Pruning is a technique that aims to remove parts of the model that do not significantly contribute to its performance. The analogy is simple: like a gardener pruning dead or unnecessary branches from a tree so it grows stronger and healthier, in AI we remove weights, neurons, attention heads, or even entire layers that are redundant or irrelevant.
Types of pruning
1. Unstructured Pruning
- Individual weights scattered throughout the model are removed.
- Results in sparse matrices (many zeros).
- Although it reduces the number of parameters, it doesn’t always improve speed, because hardware isn’t optimized to efficiently operate with sparse matrices.
- Example: Magnitude Pruning — remove weights with the smallest absolute value.
2. Structured Pruning
- Entire components are removed: neurons, filters, attention heads, layers.
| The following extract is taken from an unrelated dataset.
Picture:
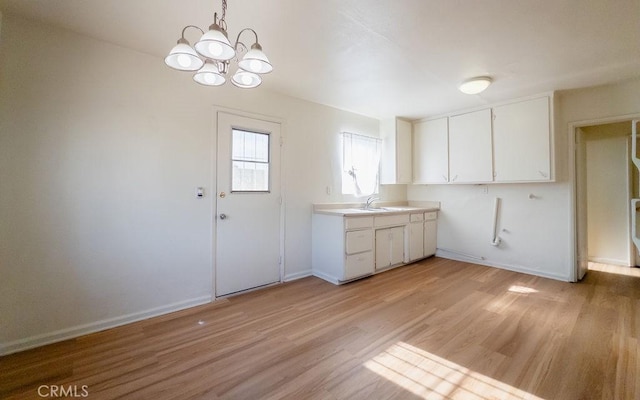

- Produces smaller and faster models, as hardware can leverage the reduced structure.
- Example: Remove entire attention heads in a Transformer, or entire MLP layers in Llama.
3. Global vs Local Pruning
- Local: pruning is performed within each layer separately.
- Global: the entire model is considered, and the least important weights across the entire graph are removed.
How do you decide what to prune?
Multiple criteria exist:
- Magnitude: weights close to zero are candidates.
- Gradient: weights with small gradients during training are less sensitive.
- Sensitivity: measure how much performance is affected by removing a weight or neuron.
- Advanced methods: such as Movement Pruning (observe how weights change during fine-tuning) or MAMA (analyze magnitude and movement).
Typical pruning process
- Train the original model until convergence.
- Identify components to prune using a criterion (magnitude, sensitivity, etc.).
- Remove the components (set weights to zero or delete layers).
- Retrain or fine-tune the pruned model to recover performance.
- Evaluate the final model on accuracy, size, and speed metrics.
Advantages and disadvantages
✅ Reduces number of parameters and model size.
✅ With structured pruning, improves inference speed.
✅ Maintains overall architecture, facilitating implementation.
❌ May require retraining, consuming time and resources.
❌ If pruned too aggressively, performance is irreversibly lost.
❌ Unstructured pruning doesn’t always improve latency on standard hardware.